PULITURA CON ARGILLE ASSORBENTI

Questa tecnica consiste nello sfruttare il potere assorbente di alcune sostanze quali bentonite, sepiolite, attapulgite, che vengono mescolate con acqua deionizzata fino a formare una pasta che viene applicata sull’Oggetto, viene coperta con teli di garza e, infine, con fogli di polietilene per rallentarne l’essicazione. Essendo i tempi di estrazione molto lunghi, si provvederà ciclicamente al reintegro dell’acqua evaporata. Ad essiccazione avvenuta, le croste argillose tenderanno a staccarsi. Nel caso non fosse sufficiente un unico intervento, occorrerà ripetere tale operazione sino a che la pulitura non abbia raggiunto risultati soddisfacenti. Tale metodologia può essere applicata soltanto su pietre compatte e poco assorbenti.

IMPACCO BIOLOGICO

Questa metodologia, simile nella prassi, alla precedente, si basa, oltre che sul potere assorbente dell’argilla, sull’attività biologica di alcuni batteri che vengono aggiunti alla stessa mediante una soluzione di glicerina ed urea.
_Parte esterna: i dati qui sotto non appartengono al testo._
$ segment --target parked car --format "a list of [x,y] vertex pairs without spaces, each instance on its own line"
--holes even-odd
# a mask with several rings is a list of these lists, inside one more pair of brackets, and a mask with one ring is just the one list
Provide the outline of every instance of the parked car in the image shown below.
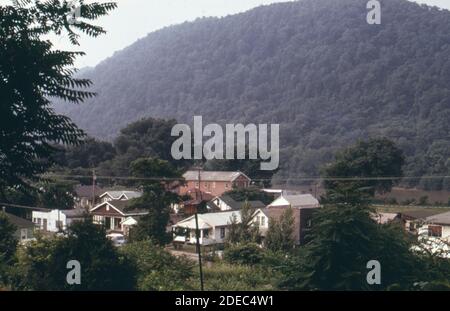
[[127,240],[125,239],[125,236],[120,233],[111,233],[106,236],[108,239],[110,239],[114,246],[120,247],[127,243]]

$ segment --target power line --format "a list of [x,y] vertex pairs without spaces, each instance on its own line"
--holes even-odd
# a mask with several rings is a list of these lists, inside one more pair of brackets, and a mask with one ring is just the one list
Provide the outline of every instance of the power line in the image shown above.
[[[92,175],[67,175],[67,174],[46,174],[43,177],[58,178],[58,179],[80,179],[92,178]],[[411,180],[411,179],[450,179],[450,176],[440,175],[425,175],[425,176],[371,176],[371,177],[301,177],[301,178],[275,178],[276,181],[383,181],[383,180]],[[185,181],[184,178],[171,177],[133,177],[133,176],[106,176],[96,175],[96,179],[120,179],[120,180],[134,180],[134,181]],[[271,181],[272,178],[252,178],[252,181]]]

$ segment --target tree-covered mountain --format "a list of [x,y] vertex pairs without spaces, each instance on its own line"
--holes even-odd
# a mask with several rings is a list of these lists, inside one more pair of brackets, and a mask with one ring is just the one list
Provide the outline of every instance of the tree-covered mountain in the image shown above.
[[381,25],[367,0],[302,0],[167,27],[84,73],[95,99],[57,109],[100,138],[148,116],[279,123],[291,181],[378,136],[403,150],[405,174],[450,175],[450,12],[381,2]]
Il tempo di applicazione è di almeno un mese.

ACQUA NEBULIZZATA

Basata sullo sfruttamento del potere solvente dell’acqua, questa metodologia consiste nel diminuirne la quantità usata, e quindi l’assorbimento da parte dell’oggetto, aumentandone il più possibile la superficie. Ciò si ottiene mediante  nebulizzatori che vengono posti ad una certa distanza dalla superficie da trattare, così che il getto nebulizzata la colpisca in fase discendente. Tale azione, come, d altronde, tutte le puliture chimiche, dovrà essere integrata da una spazzolatura con saggina.